In my actual work, optimizing in memory searches is not worthwhile because saving half a dozen microseconds on a search is not real valuable when you are about to spend half a dozen milliseconds making a database call (which is technically O(log N), since there's a B-tree index back there). But I do spend quite a bit of time figuring out which of those queries should be moved to an in-memory O(1) cache (redis or memcache, depending).

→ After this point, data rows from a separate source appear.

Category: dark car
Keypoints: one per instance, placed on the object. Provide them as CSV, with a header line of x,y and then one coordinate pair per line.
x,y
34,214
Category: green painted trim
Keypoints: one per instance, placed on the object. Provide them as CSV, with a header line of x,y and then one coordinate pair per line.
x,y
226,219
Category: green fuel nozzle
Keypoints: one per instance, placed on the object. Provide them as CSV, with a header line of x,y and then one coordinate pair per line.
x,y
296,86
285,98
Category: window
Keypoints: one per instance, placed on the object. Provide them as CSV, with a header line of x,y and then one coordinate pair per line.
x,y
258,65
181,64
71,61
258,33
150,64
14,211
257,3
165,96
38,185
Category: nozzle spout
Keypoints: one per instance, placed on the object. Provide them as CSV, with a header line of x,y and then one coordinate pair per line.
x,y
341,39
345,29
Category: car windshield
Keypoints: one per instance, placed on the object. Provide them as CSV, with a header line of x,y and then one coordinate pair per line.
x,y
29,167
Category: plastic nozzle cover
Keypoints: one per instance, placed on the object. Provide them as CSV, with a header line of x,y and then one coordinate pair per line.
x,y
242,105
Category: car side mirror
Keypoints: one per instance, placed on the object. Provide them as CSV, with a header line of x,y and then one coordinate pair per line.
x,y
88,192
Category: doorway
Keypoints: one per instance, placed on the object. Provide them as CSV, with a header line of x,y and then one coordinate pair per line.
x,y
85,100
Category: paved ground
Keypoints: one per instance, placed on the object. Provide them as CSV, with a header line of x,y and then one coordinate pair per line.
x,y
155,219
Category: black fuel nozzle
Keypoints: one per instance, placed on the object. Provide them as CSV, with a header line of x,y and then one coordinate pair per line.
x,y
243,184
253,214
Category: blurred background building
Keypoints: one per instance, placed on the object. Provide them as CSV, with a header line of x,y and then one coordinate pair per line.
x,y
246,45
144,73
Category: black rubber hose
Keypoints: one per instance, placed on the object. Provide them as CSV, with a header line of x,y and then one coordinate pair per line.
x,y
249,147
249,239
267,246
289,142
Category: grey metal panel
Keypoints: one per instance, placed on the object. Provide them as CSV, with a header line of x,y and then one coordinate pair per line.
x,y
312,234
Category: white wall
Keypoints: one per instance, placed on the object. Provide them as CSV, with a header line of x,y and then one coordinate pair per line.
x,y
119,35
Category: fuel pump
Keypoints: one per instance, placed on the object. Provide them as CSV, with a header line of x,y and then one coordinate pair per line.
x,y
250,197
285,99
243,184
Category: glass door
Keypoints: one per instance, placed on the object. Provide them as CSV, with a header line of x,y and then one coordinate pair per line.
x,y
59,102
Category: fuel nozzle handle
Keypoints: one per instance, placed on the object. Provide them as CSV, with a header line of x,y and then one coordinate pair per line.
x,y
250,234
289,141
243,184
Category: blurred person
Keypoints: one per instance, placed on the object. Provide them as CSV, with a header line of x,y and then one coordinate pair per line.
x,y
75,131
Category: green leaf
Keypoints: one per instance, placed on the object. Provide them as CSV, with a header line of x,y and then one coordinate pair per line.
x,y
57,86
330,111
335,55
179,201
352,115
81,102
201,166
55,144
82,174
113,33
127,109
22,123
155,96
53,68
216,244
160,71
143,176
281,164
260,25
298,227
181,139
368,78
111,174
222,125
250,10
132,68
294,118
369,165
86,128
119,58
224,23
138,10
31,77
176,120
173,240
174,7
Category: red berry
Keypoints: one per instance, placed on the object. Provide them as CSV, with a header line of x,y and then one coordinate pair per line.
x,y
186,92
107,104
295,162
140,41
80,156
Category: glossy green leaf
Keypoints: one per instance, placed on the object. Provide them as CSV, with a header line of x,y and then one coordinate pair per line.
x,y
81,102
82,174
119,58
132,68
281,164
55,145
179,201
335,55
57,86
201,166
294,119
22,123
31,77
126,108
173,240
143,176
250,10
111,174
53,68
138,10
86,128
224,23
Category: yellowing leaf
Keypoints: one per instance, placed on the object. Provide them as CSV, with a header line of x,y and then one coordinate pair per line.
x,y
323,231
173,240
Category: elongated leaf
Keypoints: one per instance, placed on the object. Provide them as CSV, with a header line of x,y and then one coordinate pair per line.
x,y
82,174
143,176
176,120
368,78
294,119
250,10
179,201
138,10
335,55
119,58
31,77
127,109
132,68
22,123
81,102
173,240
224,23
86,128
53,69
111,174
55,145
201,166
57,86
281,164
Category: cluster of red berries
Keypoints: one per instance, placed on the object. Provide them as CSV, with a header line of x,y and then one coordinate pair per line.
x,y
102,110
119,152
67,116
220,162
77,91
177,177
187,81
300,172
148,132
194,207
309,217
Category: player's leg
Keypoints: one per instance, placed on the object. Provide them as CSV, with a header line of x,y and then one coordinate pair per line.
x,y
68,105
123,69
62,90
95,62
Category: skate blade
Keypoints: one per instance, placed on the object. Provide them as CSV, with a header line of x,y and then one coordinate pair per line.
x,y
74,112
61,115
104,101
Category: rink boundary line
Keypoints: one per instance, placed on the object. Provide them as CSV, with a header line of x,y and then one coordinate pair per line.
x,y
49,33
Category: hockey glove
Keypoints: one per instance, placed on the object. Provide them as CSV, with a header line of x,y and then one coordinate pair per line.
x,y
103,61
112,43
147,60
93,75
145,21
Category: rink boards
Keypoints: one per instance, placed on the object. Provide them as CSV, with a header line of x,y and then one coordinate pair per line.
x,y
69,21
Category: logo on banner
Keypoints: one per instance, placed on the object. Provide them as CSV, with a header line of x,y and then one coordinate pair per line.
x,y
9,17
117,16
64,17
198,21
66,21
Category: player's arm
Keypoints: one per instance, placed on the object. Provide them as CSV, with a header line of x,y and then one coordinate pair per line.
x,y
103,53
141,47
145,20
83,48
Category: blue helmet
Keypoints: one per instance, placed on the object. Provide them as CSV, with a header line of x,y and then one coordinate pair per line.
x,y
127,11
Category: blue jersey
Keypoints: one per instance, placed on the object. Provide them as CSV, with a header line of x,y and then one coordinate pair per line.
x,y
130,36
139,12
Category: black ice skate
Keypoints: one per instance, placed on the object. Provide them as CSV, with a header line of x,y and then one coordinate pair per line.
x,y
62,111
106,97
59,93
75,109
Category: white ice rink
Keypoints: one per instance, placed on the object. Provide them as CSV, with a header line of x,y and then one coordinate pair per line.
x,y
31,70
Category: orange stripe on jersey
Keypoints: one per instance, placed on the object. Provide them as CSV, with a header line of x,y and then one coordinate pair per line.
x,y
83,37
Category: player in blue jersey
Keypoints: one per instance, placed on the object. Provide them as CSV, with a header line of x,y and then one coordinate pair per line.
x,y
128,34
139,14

And I actually never think about the perf tradeoff between the DB and the cache being O(log N) vs O(1) - I think of it in terms of the median and 99th %tile times that I know from monitoring our actual production servers. So as xenadu points out, I guess there is some truth in the article, but it's just sort of lost in this somewhat academic discussion of scaling things to infinity and beyond.



In my actual work, optimizing in memory searches is not worthwhile

Funnily enough, I had to do this last week. We started from the question "why does it take 160ms to scan 60,000 objects in memory?" and reached the disappointing conclusion that, on this particular platform (iMX6/800MHz/DDR3) a cache miss costs you an astonishing 233ns. I got as far as double-checking all the RAM initialisation parameters before giving up.

There is now an index on the in-memory search.


Random percentile abuse. 99% is less useful than a median. The real data is a true histogram as well as maximum time.

99% might mean every 100th customer does not get a service.